A paper and presentation making the rounds, claiming to show how webapps using LDAP are vulnerable to search filter spoofing attacks.
http://www.youtube.com/watch?v=wtahzm_R8e4 http://www.blackhat.com/presentations/bh-europe-08/Alonso-Parada/Whitepaper/...
Can't imagine that work like this gets peer-reviewed, because it's mostly garbage. They concoct a scenario in section 4.1.1 of their paper, supposedly showing how filter manipulation can allow a webapp user to bypass LDAP-based authentication. It's ridiculous drivel though, since LDAP-based authentication uses Bind requests and not search filters. Most LDAP deployments don't even give search/compare access to userPassword attributes in the first place.

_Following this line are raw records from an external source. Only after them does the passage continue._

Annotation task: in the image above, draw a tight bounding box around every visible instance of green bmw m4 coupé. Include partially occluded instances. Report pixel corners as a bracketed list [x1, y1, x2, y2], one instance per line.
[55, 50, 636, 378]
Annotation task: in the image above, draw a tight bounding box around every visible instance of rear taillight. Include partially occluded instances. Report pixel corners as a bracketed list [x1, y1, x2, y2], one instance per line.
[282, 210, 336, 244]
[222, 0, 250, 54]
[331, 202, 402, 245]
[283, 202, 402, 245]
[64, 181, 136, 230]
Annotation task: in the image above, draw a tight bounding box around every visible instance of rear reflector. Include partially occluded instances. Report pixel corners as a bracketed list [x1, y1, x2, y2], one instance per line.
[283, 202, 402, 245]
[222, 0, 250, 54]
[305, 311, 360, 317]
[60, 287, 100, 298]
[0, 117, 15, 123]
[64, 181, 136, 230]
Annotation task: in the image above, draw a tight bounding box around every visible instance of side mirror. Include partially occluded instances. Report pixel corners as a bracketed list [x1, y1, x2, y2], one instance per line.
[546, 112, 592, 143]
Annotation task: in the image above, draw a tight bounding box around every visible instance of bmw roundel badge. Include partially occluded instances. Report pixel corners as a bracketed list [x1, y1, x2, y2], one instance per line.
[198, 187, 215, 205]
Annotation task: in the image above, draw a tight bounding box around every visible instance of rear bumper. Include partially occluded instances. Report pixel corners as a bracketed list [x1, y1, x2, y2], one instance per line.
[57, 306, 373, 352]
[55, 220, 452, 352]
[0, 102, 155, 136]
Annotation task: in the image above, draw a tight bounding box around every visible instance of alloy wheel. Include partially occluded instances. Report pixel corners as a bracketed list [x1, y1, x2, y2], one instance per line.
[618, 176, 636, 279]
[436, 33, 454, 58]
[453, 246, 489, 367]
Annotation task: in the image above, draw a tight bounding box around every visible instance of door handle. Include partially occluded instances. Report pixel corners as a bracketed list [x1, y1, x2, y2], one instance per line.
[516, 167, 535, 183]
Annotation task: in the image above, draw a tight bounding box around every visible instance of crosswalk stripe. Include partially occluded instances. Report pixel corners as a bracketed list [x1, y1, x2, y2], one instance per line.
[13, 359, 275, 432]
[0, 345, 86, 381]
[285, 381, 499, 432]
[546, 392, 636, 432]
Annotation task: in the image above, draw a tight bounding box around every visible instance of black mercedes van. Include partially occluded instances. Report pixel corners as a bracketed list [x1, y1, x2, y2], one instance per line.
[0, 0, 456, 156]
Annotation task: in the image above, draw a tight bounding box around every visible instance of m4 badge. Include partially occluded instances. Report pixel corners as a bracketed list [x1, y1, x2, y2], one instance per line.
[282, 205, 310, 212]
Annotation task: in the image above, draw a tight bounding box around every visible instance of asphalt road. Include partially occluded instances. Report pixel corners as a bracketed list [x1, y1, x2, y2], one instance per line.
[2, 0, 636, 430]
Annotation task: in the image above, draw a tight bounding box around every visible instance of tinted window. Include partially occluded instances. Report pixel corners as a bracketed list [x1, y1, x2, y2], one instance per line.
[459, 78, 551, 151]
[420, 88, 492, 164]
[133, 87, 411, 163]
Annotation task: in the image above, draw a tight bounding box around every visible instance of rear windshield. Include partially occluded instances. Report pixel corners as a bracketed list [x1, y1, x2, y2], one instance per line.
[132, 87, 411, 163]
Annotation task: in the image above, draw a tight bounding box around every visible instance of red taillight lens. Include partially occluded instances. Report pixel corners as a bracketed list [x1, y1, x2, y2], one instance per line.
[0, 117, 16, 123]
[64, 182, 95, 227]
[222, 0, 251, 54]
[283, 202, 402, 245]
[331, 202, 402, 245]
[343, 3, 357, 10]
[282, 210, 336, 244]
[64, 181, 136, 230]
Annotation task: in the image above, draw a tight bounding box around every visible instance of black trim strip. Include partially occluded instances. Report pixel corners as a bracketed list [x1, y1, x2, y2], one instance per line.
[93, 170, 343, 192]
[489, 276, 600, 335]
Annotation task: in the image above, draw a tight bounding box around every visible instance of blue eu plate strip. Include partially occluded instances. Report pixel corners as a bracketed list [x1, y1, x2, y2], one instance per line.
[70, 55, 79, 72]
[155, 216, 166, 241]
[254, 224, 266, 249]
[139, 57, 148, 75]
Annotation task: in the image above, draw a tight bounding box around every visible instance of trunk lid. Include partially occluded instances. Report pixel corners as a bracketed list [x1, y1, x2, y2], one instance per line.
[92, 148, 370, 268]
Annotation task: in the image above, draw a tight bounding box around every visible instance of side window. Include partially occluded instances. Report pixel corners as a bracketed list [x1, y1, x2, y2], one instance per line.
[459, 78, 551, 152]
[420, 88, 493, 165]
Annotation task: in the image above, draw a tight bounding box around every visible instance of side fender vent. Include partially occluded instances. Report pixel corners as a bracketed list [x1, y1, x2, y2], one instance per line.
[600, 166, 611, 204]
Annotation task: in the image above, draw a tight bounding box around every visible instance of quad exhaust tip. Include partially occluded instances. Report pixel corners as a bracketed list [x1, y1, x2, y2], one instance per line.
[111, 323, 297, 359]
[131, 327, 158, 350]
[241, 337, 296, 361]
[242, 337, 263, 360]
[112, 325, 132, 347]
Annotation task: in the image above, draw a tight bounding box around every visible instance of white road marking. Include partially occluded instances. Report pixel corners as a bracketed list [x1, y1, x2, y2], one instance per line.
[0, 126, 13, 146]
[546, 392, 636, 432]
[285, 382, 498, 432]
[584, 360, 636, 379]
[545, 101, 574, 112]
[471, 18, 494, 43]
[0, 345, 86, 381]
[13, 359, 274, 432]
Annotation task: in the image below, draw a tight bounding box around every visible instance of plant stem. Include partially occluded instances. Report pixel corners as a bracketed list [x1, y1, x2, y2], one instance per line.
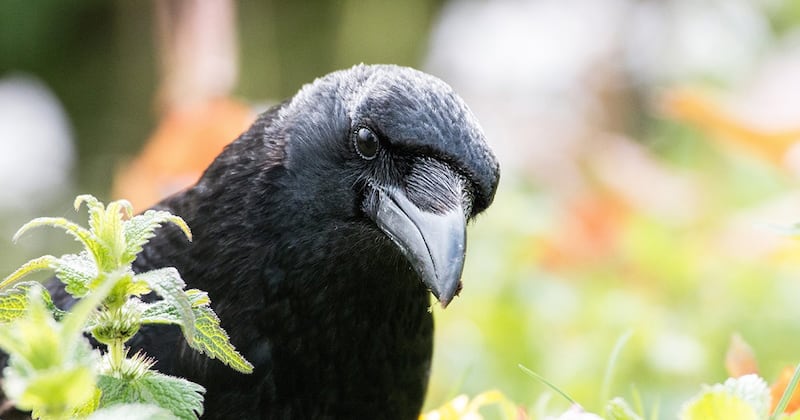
[109, 337, 125, 372]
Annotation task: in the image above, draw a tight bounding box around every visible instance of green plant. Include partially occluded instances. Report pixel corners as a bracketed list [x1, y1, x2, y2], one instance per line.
[0, 194, 253, 419]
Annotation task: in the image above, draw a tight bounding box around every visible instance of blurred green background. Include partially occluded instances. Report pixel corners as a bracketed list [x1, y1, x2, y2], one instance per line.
[3, 0, 800, 416]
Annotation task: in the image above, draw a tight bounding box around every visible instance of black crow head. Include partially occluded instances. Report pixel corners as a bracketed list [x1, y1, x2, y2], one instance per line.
[268, 64, 499, 307]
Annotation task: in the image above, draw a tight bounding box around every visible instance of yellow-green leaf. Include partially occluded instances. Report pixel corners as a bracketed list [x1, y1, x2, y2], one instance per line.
[135, 267, 195, 346]
[192, 305, 253, 373]
[0, 282, 61, 323]
[1, 255, 57, 289]
[13, 216, 102, 262]
[122, 210, 192, 265]
[0, 292, 63, 370]
[55, 251, 97, 297]
[72, 385, 102, 417]
[0, 285, 32, 323]
[15, 367, 97, 417]
[140, 301, 183, 326]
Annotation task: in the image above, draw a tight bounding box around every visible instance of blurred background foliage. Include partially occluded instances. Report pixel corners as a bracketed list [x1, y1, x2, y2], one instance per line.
[3, 0, 800, 417]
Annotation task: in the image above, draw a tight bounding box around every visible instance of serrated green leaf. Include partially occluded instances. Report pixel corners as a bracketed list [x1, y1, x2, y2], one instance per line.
[139, 290, 254, 373]
[102, 200, 133, 267]
[1, 255, 58, 289]
[0, 282, 62, 323]
[140, 301, 183, 326]
[191, 305, 254, 373]
[98, 372, 205, 420]
[75, 195, 131, 247]
[0, 291, 62, 369]
[75, 194, 105, 236]
[13, 216, 104, 264]
[54, 251, 97, 297]
[680, 390, 759, 420]
[88, 403, 175, 420]
[74, 193, 106, 213]
[0, 282, 40, 323]
[135, 268, 195, 346]
[185, 289, 210, 307]
[123, 210, 192, 265]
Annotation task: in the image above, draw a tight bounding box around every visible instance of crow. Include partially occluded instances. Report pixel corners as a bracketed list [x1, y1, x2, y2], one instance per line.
[21, 64, 500, 419]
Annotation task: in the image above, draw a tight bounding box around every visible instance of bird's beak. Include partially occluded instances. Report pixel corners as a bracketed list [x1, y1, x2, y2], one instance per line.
[371, 186, 466, 307]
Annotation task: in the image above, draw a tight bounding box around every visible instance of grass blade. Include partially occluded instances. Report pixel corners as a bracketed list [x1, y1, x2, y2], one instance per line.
[602, 330, 634, 415]
[519, 363, 576, 405]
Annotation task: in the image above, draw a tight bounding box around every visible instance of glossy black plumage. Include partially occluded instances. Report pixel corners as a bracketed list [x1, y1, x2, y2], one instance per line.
[134, 65, 499, 419]
[17, 65, 500, 419]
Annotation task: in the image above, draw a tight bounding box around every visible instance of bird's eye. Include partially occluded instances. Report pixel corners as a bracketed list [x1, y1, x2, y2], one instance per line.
[354, 127, 379, 160]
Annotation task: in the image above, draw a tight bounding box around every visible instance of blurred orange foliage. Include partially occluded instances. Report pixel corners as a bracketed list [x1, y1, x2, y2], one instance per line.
[112, 98, 254, 209]
[661, 89, 800, 166]
[539, 191, 631, 270]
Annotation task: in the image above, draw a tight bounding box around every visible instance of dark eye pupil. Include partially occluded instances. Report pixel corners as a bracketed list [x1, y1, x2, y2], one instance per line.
[355, 127, 379, 159]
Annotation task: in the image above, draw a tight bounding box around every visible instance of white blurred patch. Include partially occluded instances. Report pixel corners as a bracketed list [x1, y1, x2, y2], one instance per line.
[424, 0, 770, 192]
[546, 404, 604, 420]
[728, 39, 800, 130]
[627, 0, 770, 85]
[425, 0, 629, 190]
[591, 135, 701, 222]
[648, 330, 706, 375]
[0, 75, 74, 210]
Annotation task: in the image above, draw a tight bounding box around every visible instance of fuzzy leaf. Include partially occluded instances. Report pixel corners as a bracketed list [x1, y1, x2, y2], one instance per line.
[0, 288, 29, 323]
[140, 300, 183, 326]
[75, 195, 131, 245]
[1, 255, 58, 289]
[102, 200, 133, 267]
[191, 304, 254, 373]
[186, 289, 210, 307]
[13, 217, 103, 264]
[135, 268, 195, 346]
[139, 289, 216, 325]
[54, 251, 98, 297]
[98, 372, 205, 420]
[75, 194, 105, 234]
[140, 291, 253, 373]
[75, 195, 132, 270]
[0, 282, 63, 323]
[0, 289, 62, 368]
[123, 210, 192, 265]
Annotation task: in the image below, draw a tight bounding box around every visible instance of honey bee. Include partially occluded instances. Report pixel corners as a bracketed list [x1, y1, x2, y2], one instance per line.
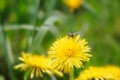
[67, 32, 79, 38]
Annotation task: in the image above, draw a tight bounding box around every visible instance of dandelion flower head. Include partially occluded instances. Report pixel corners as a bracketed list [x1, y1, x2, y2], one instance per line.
[48, 34, 92, 73]
[14, 52, 63, 78]
[76, 65, 120, 80]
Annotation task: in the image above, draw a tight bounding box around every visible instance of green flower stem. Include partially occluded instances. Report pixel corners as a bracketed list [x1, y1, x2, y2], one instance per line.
[69, 68, 74, 80]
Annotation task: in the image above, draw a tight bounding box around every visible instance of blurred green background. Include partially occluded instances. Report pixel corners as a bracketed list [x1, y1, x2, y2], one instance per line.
[0, 0, 120, 80]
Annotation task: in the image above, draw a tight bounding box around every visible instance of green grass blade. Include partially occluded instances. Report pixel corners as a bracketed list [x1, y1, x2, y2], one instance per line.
[30, 26, 49, 53]
[82, 1, 102, 20]
[0, 23, 16, 80]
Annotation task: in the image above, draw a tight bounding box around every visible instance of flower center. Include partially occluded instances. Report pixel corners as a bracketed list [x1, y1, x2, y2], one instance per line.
[65, 49, 74, 57]
[90, 77, 113, 80]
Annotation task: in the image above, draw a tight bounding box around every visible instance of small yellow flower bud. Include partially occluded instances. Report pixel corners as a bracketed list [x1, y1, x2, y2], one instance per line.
[63, 0, 83, 12]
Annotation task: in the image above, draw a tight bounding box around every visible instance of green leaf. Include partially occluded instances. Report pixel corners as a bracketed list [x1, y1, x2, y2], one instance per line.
[30, 26, 49, 53]
[0, 75, 5, 80]
[0, 23, 16, 80]
[24, 70, 31, 80]
[82, 1, 102, 20]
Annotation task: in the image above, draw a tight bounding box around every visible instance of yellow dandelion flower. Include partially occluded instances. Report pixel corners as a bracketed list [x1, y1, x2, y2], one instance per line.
[76, 66, 120, 80]
[14, 52, 63, 78]
[63, 0, 83, 12]
[48, 34, 92, 73]
[105, 65, 120, 79]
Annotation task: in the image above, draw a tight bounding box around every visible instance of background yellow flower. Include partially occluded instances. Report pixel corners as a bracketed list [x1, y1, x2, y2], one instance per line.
[48, 34, 92, 73]
[76, 65, 120, 80]
[63, 0, 83, 11]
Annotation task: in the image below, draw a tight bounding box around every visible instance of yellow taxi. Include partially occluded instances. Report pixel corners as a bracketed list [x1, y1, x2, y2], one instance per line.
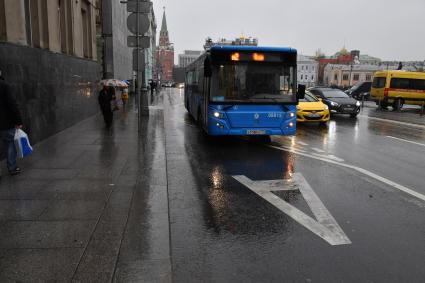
[297, 91, 330, 124]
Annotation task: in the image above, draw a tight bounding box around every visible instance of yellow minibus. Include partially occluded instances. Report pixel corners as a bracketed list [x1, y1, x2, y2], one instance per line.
[371, 70, 425, 110]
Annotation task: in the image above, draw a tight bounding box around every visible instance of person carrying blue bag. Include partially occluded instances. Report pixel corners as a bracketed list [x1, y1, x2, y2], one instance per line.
[0, 70, 23, 177]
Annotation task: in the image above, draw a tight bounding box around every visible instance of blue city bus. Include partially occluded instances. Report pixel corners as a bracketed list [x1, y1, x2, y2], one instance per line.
[184, 45, 305, 136]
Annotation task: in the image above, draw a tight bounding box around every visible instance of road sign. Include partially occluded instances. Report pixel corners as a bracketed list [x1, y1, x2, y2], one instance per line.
[127, 13, 150, 35]
[127, 36, 151, 48]
[133, 49, 145, 71]
[126, 0, 151, 13]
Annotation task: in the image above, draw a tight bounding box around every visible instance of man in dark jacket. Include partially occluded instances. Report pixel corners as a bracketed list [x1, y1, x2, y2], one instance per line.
[98, 84, 114, 128]
[0, 71, 23, 176]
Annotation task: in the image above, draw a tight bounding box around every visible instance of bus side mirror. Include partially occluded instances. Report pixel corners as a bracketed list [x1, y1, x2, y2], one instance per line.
[204, 57, 212, 77]
[297, 84, 306, 99]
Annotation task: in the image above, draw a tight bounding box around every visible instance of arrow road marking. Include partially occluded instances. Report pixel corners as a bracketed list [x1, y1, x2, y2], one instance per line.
[233, 174, 352, 246]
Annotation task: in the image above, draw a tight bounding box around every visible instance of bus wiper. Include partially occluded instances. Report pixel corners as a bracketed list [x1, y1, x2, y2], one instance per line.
[223, 105, 235, 110]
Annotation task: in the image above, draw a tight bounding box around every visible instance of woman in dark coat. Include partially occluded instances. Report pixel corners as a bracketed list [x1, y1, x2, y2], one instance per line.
[98, 85, 114, 128]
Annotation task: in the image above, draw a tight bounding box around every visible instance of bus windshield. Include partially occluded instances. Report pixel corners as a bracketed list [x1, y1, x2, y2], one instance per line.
[210, 63, 296, 103]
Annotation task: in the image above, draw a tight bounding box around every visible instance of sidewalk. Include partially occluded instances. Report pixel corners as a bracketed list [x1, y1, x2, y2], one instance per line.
[0, 95, 171, 282]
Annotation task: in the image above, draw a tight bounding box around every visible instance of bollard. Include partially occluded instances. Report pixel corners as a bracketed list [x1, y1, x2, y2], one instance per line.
[421, 101, 425, 117]
[361, 94, 365, 109]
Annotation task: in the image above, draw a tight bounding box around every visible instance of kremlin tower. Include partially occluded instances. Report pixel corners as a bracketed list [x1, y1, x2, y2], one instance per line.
[156, 8, 174, 82]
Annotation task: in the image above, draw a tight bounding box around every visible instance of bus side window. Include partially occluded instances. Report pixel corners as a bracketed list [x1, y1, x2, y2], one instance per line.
[390, 78, 409, 89]
[186, 71, 193, 85]
[198, 67, 204, 96]
[412, 79, 425, 91]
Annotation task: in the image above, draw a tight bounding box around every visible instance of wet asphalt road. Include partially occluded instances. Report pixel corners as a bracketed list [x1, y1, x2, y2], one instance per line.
[161, 88, 424, 283]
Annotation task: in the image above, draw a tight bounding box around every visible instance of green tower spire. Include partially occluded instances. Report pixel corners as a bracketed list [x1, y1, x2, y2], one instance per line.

Just in case anybody out there might be bitten by this info - client-enforced security is no security at all. This is why slapd has such an extensive ACL engine - you enforce access controls on the server, and then it doesn't matter what kind of garbage requests your clients send to you, they can only ever access information that they were allowed to access. This is also why the old pam_ldap authorization scheme was such a bad idea, it relied on the LDAP client (pam_ldap) to correctly implement authorization, instead of the server. (Multiply that by hundreds or thousands of clients and you have an unmanageable, insecurable mess.) This is why we have nssov today.
Of course, this is no excuse to be sloppy when writing your web apps. But if you've configured ACLs to adequately protect your data, then it doesn't matter how sloppy your clients are.